In terms of human evolution, we have discarded many myths with the angst of scientific reasoning and curiosity. Individuals with maladaptive reasoning are stuck somewhere in medical history when physicians judged psychological traits by the shape of one's skull. The point to remember is the premise that adults with maladaptive personality thrive upon fictional accounts of who they are and why they need relationships. Most will never evolve in their lifetime. They are dedicated to repeating the dark sides of opportunistic history and they reside in every demographic group in our nation.

Young and older adults trying to resolve complicated relationships and premarital anxiety may find this book useful as a resource to clarify or validate their adaptive instincts. Adults who are afraid of talking about difficult subjects with their teenagers may value information in this book. This book is a starting point for individuals who want to enhance their own maturational potential or move beyond the restraints placed upon them by the ulterior motives of others. Individuals with ulterior motives want life to be overly mysterious and at times too frightening.
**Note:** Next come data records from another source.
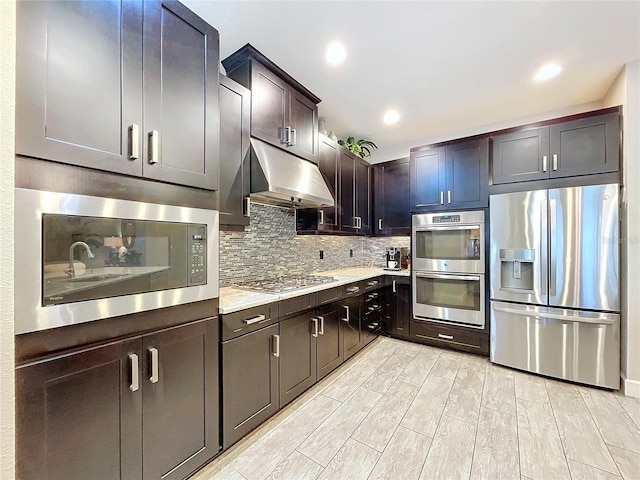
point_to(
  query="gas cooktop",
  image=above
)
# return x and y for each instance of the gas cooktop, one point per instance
(284, 284)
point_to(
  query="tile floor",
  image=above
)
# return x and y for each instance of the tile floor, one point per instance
(399, 410)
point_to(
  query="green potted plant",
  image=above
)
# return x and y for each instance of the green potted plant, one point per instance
(361, 147)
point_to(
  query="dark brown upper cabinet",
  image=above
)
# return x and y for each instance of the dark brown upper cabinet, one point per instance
(235, 116)
(572, 148)
(391, 199)
(355, 188)
(283, 112)
(127, 86)
(450, 176)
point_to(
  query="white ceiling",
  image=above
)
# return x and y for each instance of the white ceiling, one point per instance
(445, 66)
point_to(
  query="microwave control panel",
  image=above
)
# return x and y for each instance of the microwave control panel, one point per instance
(446, 219)
(197, 254)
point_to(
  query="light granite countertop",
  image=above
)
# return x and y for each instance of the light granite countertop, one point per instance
(235, 299)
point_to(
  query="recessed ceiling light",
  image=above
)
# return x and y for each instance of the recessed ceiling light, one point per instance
(391, 117)
(335, 53)
(548, 71)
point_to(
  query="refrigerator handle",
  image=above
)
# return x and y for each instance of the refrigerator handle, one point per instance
(553, 257)
(544, 258)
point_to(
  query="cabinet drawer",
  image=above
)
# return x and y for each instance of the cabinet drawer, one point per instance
(443, 334)
(352, 290)
(297, 304)
(245, 321)
(372, 283)
(328, 296)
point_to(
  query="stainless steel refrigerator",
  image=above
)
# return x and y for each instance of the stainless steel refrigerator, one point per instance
(555, 283)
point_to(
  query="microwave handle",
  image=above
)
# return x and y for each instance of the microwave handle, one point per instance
(447, 227)
(447, 277)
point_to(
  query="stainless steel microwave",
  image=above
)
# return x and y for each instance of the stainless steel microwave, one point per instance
(81, 258)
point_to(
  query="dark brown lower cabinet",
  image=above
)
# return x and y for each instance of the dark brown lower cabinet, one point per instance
(450, 336)
(330, 350)
(180, 424)
(397, 308)
(352, 337)
(297, 355)
(249, 382)
(103, 412)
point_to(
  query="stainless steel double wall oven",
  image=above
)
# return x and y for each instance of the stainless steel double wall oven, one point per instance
(448, 268)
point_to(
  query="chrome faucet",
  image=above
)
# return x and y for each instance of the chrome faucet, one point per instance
(71, 271)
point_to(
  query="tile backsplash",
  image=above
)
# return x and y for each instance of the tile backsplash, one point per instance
(269, 247)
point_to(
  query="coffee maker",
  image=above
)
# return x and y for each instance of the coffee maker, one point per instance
(393, 258)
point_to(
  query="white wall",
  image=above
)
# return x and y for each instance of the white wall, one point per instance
(7, 160)
(625, 91)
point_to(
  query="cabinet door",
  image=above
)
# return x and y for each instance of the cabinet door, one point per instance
(329, 342)
(428, 179)
(181, 55)
(351, 329)
(467, 174)
(363, 200)
(392, 208)
(347, 192)
(249, 383)
(235, 132)
(521, 156)
(297, 356)
(328, 157)
(180, 425)
(269, 105)
(77, 416)
(79, 82)
(303, 117)
(585, 146)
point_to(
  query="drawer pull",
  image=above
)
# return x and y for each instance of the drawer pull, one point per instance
(251, 321)
(154, 365)
(135, 381)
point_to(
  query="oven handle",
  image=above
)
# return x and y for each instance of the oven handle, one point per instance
(445, 276)
(447, 227)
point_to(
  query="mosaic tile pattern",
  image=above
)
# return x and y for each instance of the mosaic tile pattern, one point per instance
(269, 247)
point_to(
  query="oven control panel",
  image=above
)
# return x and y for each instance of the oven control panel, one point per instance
(446, 219)
(197, 254)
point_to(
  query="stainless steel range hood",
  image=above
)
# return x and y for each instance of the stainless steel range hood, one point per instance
(280, 178)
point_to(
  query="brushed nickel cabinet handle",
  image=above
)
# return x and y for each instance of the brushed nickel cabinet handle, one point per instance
(134, 142)
(154, 365)
(154, 146)
(251, 321)
(135, 380)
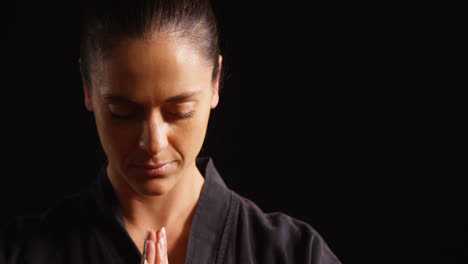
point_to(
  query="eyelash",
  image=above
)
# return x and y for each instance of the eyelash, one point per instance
(177, 116)
(183, 116)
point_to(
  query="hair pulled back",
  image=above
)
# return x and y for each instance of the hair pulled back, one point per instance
(106, 22)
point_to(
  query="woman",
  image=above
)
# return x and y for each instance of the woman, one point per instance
(151, 71)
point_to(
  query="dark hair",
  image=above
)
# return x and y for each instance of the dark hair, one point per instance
(105, 22)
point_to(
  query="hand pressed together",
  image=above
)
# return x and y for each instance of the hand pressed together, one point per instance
(155, 248)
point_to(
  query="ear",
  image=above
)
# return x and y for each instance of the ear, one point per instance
(87, 92)
(215, 98)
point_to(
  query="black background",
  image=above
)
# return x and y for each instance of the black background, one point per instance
(325, 114)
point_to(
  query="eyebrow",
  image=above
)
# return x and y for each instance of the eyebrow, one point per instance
(179, 97)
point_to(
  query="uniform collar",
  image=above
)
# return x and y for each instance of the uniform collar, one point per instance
(208, 224)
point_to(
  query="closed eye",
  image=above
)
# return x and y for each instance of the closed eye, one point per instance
(184, 115)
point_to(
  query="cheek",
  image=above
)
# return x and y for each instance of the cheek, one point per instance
(117, 140)
(187, 137)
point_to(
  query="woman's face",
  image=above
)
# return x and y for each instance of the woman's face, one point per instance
(152, 100)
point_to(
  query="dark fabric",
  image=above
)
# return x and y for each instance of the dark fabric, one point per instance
(227, 228)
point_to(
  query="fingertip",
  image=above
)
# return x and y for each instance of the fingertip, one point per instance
(150, 251)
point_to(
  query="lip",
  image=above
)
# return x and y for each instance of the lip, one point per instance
(150, 170)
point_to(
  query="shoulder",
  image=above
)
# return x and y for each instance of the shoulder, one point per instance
(277, 237)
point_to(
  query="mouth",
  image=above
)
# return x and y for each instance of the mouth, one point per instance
(153, 170)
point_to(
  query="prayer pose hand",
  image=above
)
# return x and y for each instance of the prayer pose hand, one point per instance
(155, 248)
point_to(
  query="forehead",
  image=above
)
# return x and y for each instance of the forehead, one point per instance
(153, 68)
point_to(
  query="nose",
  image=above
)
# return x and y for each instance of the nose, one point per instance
(153, 137)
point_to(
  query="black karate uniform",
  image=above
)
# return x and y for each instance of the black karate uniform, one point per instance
(226, 228)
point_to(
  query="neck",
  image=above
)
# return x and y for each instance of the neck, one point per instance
(173, 209)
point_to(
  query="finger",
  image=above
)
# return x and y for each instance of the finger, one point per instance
(152, 235)
(150, 252)
(161, 246)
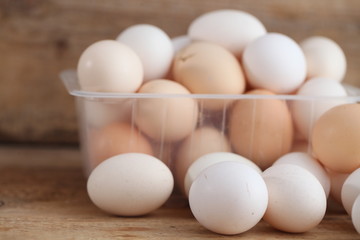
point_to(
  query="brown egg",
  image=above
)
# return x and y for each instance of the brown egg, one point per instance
(114, 139)
(336, 138)
(202, 141)
(261, 129)
(166, 119)
(207, 68)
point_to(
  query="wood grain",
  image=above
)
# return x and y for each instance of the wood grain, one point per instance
(43, 196)
(39, 38)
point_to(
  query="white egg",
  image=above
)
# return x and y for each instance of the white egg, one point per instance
(297, 201)
(228, 198)
(324, 58)
(232, 29)
(180, 42)
(210, 159)
(153, 46)
(306, 161)
(350, 190)
(130, 184)
(275, 62)
(355, 214)
(307, 112)
(109, 66)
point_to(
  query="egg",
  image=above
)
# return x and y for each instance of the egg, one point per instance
(350, 190)
(297, 201)
(232, 29)
(336, 137)
(202, 141)
(210, 159)
(166, 119)
(228, 198)
(114, 139)
(152, 45)
(260, 129)
(130, 184)
(324, 58)
(100, 113)
(337, 181)
(307, 112)
(355, 215)
(274, 62)
(109, 66)
(207, 68)
(309, 163)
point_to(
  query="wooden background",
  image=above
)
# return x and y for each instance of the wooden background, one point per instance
(39, 38)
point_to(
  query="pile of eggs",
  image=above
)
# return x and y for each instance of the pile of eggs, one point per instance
(256, 166)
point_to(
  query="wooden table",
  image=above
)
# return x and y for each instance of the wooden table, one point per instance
(43, 196)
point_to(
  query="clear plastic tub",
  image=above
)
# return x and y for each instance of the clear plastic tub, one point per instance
(102, 117)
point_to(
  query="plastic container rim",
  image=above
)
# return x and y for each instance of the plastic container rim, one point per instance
(70, 81)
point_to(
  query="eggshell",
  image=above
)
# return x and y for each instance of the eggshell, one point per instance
(109, 66)
(114, 139)
(336, 137)
(337, 181)
(261, 129)
(210, 159)
(130, 184)
(309, 163)
(100, 113)
(166, 119)
(350, 190)
(207, 68)
(355, 215)
(324, 58)
(274, 62)
(297, 201)
(307, 112)
(232, 29)
(152, 45)
(202, 141)
(228, 198)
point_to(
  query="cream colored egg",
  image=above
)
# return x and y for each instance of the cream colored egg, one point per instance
(261, 129)
(336, 137)
(350, 190)
(324, 58)
(210, 159)
(307, 112)
(274, 62)
(166, 119)
(109, 66)
(355, 214)
(101, 113)
(152, 45)
(228, 198)
(306, 161)
(297, 201)
(114, 139)
(232, 29)
(130, 184)
(207, 68)
(202, 141)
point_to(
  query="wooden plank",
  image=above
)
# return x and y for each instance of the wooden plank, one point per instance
(43, 199)
(40, 38)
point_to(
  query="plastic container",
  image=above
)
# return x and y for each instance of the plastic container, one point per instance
(98, 110)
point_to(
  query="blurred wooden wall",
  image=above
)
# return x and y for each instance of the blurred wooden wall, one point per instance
(39, 38)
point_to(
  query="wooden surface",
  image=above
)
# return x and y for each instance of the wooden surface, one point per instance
(43, 196)
(39, 38)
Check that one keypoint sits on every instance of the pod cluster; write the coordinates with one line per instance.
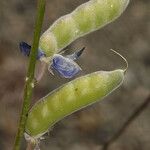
(86, 18)
(69, 98)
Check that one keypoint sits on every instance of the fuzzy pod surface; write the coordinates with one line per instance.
(86, 18)
(69, 98)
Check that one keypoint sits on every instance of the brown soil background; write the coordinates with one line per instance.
(86, 129)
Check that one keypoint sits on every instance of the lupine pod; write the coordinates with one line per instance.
(86, 18)
(69, 98)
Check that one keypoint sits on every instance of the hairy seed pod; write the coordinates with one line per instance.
(69, 98)
(86, 18)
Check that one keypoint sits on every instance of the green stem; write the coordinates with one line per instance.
(29, 85)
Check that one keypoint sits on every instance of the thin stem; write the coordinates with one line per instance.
(133, 116)
(29, 85)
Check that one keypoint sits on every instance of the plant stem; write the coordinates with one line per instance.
(29, 85)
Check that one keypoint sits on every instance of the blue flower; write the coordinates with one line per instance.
(26, 49)
(66, 66)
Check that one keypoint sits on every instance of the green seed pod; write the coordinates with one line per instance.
(69, 98)
(86, 18)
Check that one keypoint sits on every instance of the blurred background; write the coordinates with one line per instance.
(90, 128)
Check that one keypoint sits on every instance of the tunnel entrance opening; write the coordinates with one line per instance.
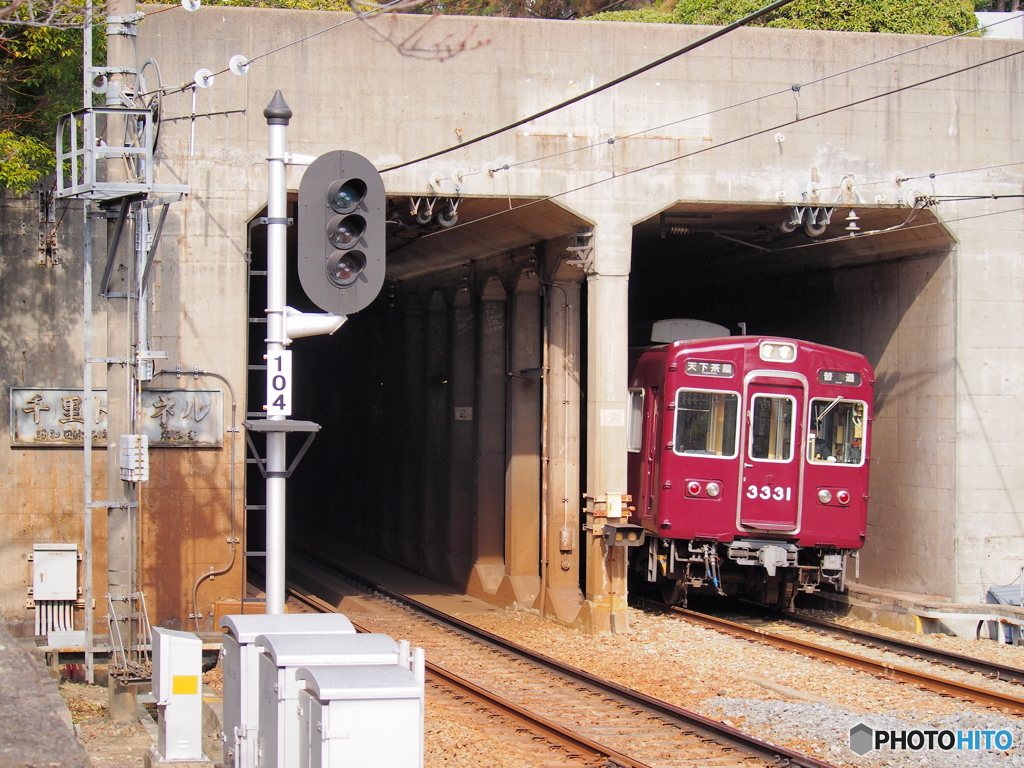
(436, 401)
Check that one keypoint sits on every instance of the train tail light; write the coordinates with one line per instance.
(704, 488)
(837, 498)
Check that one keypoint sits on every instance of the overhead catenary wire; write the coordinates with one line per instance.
(357, 14)
(794, 88)
(611, 83)
(737, 139)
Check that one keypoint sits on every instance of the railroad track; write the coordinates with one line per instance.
(588, 719)
(991, 670)
(929, 681)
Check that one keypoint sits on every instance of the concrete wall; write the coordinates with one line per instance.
(947, 487)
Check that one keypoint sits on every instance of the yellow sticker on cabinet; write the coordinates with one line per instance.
(184, 684)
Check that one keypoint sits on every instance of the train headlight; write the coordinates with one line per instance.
(777, 351)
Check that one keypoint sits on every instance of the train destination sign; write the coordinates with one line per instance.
(844, 378)
(717, 369)
(170, 418)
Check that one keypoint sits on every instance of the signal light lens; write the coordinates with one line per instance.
(345, 196)
(344, 231)
(343, 268)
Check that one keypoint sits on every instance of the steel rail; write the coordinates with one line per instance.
(958, 660)
(552, 731)
(883, 669)
(723, 733)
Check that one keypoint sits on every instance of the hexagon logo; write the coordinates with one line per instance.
(861, 738)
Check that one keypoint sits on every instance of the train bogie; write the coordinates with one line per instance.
(748, 465)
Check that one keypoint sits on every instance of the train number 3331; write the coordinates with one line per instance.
(778, 493)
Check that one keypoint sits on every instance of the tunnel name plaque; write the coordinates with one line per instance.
(51, 417)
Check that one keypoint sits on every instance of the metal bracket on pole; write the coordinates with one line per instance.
(112, 248)
(264, 426)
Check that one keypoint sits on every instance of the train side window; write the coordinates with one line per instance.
(836, 432)
(634, 421)
(706, 423)
(771, 428)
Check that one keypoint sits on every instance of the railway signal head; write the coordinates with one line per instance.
(342, 206)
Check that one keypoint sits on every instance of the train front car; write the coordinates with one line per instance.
(748, 466)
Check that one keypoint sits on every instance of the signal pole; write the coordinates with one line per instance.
(278, 116)
(341, 267)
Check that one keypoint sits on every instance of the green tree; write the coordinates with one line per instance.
(904, 16)
(40, 80)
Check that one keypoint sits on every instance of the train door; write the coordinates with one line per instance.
(770, 495)
(644, 429)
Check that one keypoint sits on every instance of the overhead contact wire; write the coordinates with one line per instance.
(744, 137)
(635, 73)
(611, 83)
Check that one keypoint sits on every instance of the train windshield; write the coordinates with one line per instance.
(771, 428)
(706, 423)
(837, 431)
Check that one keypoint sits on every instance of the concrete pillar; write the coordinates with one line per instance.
(522, 478)
(413, 443)
(488, 565)
(388, 531)
(435, 455)
(607, 304)
(462, 416)
(561, 598)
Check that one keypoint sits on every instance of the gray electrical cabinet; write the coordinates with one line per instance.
(177, 684)
(361, 716)
(241, 671)
(281, 656)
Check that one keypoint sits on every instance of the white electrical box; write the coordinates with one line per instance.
(241, 670)
(177, 685)
(281, 656)
(54, 571)
(134, 458)
(370, 715)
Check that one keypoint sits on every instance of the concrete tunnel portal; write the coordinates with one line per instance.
(442, 445)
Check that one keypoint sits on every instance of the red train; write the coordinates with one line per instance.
(748, 466)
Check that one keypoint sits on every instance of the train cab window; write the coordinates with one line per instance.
(836, 432)
(706, 423)
(634, 421)
(771, 428)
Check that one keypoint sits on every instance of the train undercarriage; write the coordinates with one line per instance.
(765, 571)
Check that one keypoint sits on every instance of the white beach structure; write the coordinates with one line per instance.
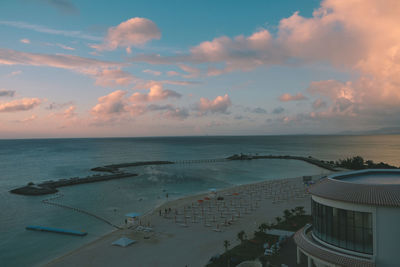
(132, 218)
(356, 218)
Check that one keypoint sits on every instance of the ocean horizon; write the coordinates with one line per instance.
(35, 160)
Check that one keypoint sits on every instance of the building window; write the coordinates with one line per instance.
(346, 229)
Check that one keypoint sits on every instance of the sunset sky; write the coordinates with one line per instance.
(72, 68)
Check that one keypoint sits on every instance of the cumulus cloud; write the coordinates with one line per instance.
(361, 39)
(278, 110)
(28, 119)
(111, 104)
(319, 103)
(118, 106)
(133, 32)
(170, 111)
(218, 105)
(256, 110)
(156, 93)
(69, 113)
(47, 30)
(8, 93)
(14, 73)
(56, 106)
(20, 105)
(112, 77)
(192, 72)
(288, 97)
(63, 6)
(13, 57)
(152, 72)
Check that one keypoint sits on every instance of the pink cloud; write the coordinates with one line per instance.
(218, 105)
(156, 93)
(20, 105)
(319, 103)
(133, 32)
(111, 104)
(153, 72)
(288, 97)
(173, 73)
(69, 112)
(7, 93)
(192, 72)
(113, 77)
(13, 57)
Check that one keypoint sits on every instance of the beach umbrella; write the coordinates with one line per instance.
(123, 242)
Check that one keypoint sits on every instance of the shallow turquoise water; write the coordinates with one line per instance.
(22, 161)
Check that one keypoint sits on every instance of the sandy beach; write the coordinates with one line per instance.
(195, 228)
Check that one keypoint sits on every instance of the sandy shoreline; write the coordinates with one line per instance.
(194, 230)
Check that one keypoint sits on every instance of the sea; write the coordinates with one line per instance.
(36, 160)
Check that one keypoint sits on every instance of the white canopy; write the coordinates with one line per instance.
(123, 242)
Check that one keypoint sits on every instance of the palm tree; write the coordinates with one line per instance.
(226, 245)
(299, 211)
(287, 214)
(241, 236)
(263, 227)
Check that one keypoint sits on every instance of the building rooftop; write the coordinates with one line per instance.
(370, 187)
(304, 240)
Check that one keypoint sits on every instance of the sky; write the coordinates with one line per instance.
(102, 68)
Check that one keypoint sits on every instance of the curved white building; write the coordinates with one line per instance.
(356, 221)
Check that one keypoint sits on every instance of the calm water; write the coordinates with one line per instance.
(22, 161)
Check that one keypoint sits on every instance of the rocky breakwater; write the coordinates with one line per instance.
(50, 187)
(310, 160)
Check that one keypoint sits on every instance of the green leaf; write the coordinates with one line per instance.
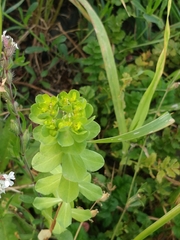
(154, 19)
(66, 235)
(93, 128)
(39, 135)
(35, 49)
(81, 215)
(73, 167)
(154, 126)
(68, 191)
(46, 163)
(64, 217)
(90, 191)
(45, 202)
(109, 62)
(30, 11)
(65, 138)
(48, 184)
(58, 40)
(93, 161)
(14, 7)
(143, 107)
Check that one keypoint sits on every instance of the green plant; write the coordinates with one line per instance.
(143, 173)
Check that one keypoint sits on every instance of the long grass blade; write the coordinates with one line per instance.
(144, 105)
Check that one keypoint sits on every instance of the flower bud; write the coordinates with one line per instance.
(9, 46)
(104, 197)
(94, 212)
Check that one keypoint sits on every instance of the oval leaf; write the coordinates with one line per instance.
(93, 161)
(73, 167)
(68, 191)
(45, 202)
(90, 191)
(48, 184)
(81, 215)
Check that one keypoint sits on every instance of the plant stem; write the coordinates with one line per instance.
(159, 223)
(54, 220)
(129, 193)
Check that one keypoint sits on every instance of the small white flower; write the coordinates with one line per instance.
(8, 179)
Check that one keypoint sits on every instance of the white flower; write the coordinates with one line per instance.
(9, 46)
(8, 179)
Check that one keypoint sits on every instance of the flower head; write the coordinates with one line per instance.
(6, 181)
(9, 46)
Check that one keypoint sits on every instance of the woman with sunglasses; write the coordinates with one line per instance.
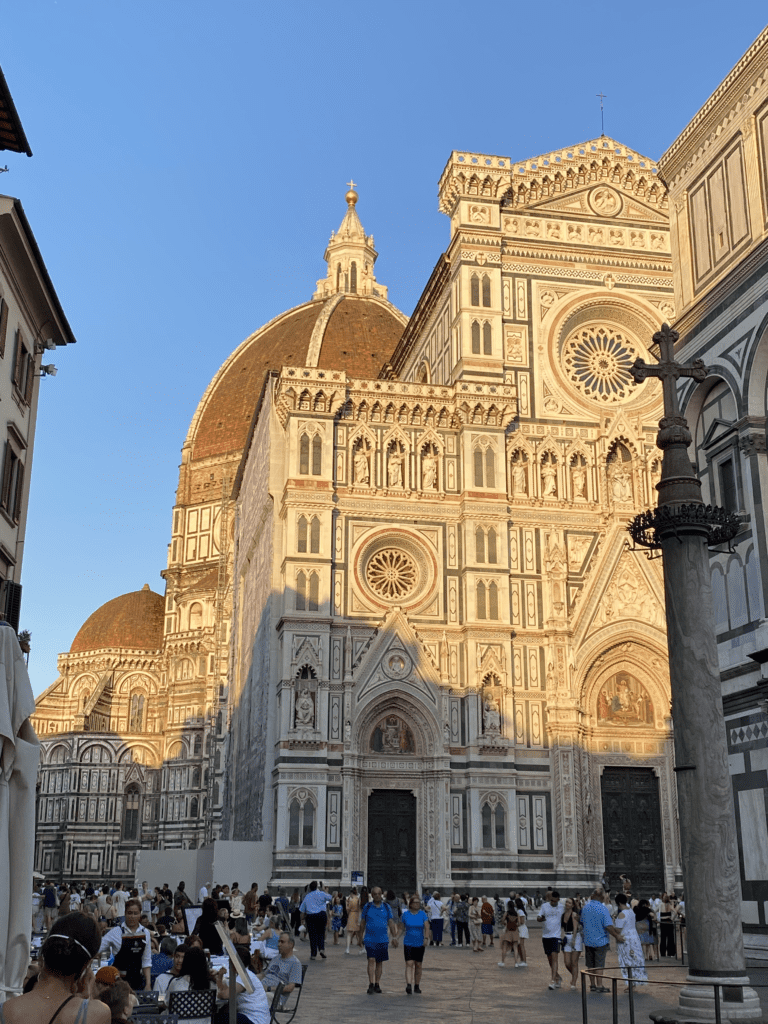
(60, 996)
(415, 923)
This book is very comprehensive. Each chapter addresses recurrent individual and relational struggles in life. Basic terms and principles are discussed which will increase a reader's reasoning skills. Personality disorders and defense mechanisms are defined in ways that help the reader understand their unique interpersonal properties. Just as great thinkers have processed volumes of misinformation, maturing adults also find themselves separating fact from fiction which is a normal developmental task in life.

The maladaptive dynamics you find in divorce also challenge the health of other relationships. These universal tensions are clearly illustrated in Chapter 8, Types of Divorce-Types of Personality. In this chapter, I introduce my model of personality that demystifies interpersonal conflict. It illustrates why adults vary in terms of what they need in relationships and how they perceive reality. In subsequent chapters, this model clarifies variations and misconceptions regarding trust, self esteem, intimacy, dissent, procrastination, grief and racism.

Many Americans may not know that our founding fathers established the first model of personality with their tripartite model of government. They were anxiously preoccupied with the stability of their fledgling union and the generational emergence of evil.

Maturational tensions and discrepancies between partners may either improve a relationship or threaten its stability. These maturational discrepancies have not become part of our day-to-day understanding regarding marital or other interpersonal well-being.

Most individuals need relationships and it can be difficult accepting the reality that people dramatically differ in terms of interpersonal integrity, intimacy and awareness. Maladaptive perceptions regarding reality fuel the needless chaos, fear, guilt and confusion found in dying relationships.